In knitting, steeking is a technique or shortcut used to knit garments such as sweaters in the round without interruption for openings or sleeves until the end. After completing a tube, a straight line is cut along the centre of a column of stitches, in order to make room for an opening or place to attach another piece. The steek itself is a bridge of extra stitches, in which the cut is made, and is usually 6-10 stitches wide. This technique was developed by the knitters of Shetland and is associated with Fair Isle sweaters, although it can be used for solid colours as well.

==Process==

After the steek is cut, the edges are tacked down on the wrong side of the fabric in order to create a neat finishing, or the adjacent stitches are sewn or crocheted together to prevent unraveling. The stitches can also be picked up and knit from, for example, to create a sleeve. Alternatively, a sleeve can be made separately and sewn onto the steek. After the garment with a steek has been worn and washed a few times, the facings will felt and become durable finishes on the inside of the garment.

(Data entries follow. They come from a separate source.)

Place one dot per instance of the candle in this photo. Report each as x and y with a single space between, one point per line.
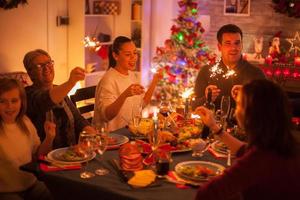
269 60
297 61
154 136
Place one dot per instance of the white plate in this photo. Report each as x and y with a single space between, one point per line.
216 168
56 156
216 147
119 140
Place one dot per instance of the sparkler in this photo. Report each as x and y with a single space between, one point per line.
217 70
91 43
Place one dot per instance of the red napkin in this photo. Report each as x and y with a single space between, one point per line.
172 176
50 167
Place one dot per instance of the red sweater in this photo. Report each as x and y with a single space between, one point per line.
256 175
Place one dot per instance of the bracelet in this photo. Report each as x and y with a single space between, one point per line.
219 132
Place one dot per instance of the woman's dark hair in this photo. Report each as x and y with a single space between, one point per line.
228 28
267 117
8 84
116 47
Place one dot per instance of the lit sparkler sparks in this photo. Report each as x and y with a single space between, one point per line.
217 70
187 93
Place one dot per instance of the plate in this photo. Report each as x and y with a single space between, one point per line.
57 156
219 147
116 140
198 170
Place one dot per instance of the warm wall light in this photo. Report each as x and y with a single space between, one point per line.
297 61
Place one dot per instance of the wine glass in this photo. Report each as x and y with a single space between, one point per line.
101 140
86 144
198 146
136 115
165 108
225 108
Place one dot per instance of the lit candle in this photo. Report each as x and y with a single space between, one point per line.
297 61
185 95
269 60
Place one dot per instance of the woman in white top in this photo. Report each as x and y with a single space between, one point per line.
19 142
119 89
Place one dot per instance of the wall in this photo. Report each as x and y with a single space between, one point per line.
262 20
30 27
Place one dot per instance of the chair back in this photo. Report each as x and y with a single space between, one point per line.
84 100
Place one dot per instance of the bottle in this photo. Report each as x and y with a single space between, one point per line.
211 106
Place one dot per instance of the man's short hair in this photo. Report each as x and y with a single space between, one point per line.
228 28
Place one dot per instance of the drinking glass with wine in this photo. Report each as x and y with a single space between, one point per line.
87 145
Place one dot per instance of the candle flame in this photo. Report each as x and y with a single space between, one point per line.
187 93
91 43
195 116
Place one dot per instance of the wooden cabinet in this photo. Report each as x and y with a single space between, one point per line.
136 28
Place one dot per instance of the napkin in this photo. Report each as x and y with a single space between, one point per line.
142 178
50 166
216 154
180 183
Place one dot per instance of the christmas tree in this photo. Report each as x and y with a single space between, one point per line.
183 54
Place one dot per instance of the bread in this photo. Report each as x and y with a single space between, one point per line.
142 178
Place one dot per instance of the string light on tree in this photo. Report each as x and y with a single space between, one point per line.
217 70
295 43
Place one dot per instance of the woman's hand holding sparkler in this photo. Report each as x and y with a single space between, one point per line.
215 91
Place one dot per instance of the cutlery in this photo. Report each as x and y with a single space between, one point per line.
228 157
169 179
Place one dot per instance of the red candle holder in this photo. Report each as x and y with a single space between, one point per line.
297 61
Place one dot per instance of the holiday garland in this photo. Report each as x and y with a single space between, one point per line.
289 7
9 4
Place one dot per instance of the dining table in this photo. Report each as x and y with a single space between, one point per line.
67 184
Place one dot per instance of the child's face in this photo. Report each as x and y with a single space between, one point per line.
10 105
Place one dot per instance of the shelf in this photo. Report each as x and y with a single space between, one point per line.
106 43
98 15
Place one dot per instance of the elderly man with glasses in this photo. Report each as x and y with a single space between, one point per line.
47 101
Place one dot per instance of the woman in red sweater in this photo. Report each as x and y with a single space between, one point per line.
268 165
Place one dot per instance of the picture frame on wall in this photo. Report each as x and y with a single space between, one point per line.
237 7
98 7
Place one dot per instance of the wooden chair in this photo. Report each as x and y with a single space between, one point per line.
84 100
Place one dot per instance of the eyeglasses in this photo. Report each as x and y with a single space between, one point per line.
47 64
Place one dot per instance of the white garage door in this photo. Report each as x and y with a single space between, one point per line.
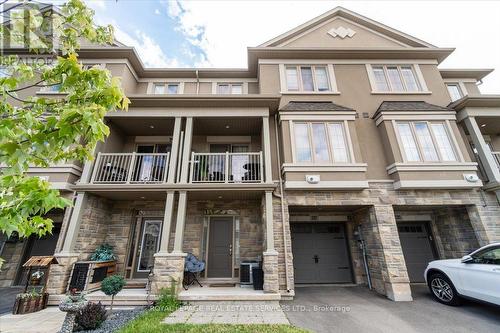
320 253
417 249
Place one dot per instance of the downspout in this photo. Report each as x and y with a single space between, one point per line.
281 196
197 83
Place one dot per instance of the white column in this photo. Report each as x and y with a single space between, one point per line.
181 218
74 223
266 135
174 151
88 165
167 222
186 153
484 152
269 223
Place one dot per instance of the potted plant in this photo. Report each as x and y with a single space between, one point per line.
36 278
104 252
111 286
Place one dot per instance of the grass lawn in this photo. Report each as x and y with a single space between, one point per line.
150 322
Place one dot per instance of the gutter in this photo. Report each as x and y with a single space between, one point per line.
281 196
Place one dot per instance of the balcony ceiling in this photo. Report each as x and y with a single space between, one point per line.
144 126
227 126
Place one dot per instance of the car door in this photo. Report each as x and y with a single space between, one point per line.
481 276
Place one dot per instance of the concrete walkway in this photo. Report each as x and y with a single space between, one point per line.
48 320
237 312
357 310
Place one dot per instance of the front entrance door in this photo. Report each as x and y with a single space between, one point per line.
417 248
149 244
220 248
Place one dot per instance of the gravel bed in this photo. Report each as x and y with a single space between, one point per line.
118 319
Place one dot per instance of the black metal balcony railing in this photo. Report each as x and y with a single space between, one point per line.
226 167
130 168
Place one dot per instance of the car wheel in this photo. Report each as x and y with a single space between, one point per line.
443 290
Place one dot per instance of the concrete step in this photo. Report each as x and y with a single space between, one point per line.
126 297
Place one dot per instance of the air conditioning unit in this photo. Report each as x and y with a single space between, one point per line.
246 268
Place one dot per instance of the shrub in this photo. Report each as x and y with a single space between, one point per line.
104 252
111 286
167 299
91 316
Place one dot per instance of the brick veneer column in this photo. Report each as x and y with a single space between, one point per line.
386 247
168 269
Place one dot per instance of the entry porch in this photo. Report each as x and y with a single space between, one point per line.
152 232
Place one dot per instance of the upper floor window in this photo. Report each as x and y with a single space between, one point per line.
307 78
166 88
454 91
230 88
424 141
320 142
395 78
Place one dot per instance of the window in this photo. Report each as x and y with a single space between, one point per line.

Steeks can be used for front openings (such as on a cardigan), armholes, or necklines. It has several advantages: Many knitters are faster at the knit stitch than the purl stitch, it goes faster, and allows one to work with the right side of the fabric facing the knitter all the time, and thus follow an intricate pattern more easily. It is also easier to maintain an even tension and, as the colour changes can be hidden, there are fewer ends to weave in.

Steeking can be done with crochet as well as using knitting.

In general, there is little risk of unravelling the sweater with a steek cut if the sewn or crocheted line has been done with wool yarn that is not superwash. They can be further strengthened by using a sticky hairy animal yarn (Shetland wool, the traditional choice, is a good example), and using frequent colour changes (such as a 1x1 rib or a check pattern) to secure the yarn. In addition, the sides of the steek can be reinforced by crocheting or sewing.

==Kilts==

Steeking is also a procedure used in the making of Scottish traditional kilts in which the pleats of the kilt are "steeked," or stabilised, by a line of running stitches made from the wrong side of the fabric, just above the ending line of pleats, or "fell." Steeking is done after cutting extra fabric away at the top of the pleats, and before the kilt is pressed and other finishing elements like lining and buckles are applied.

==Word origins==

"Steek" or "steeking" means a stitch, to stitch, a knitted loop, or to close, in Scots. It also means "a stitch in sewing, a loop in knitting" in Northumbrian dialect.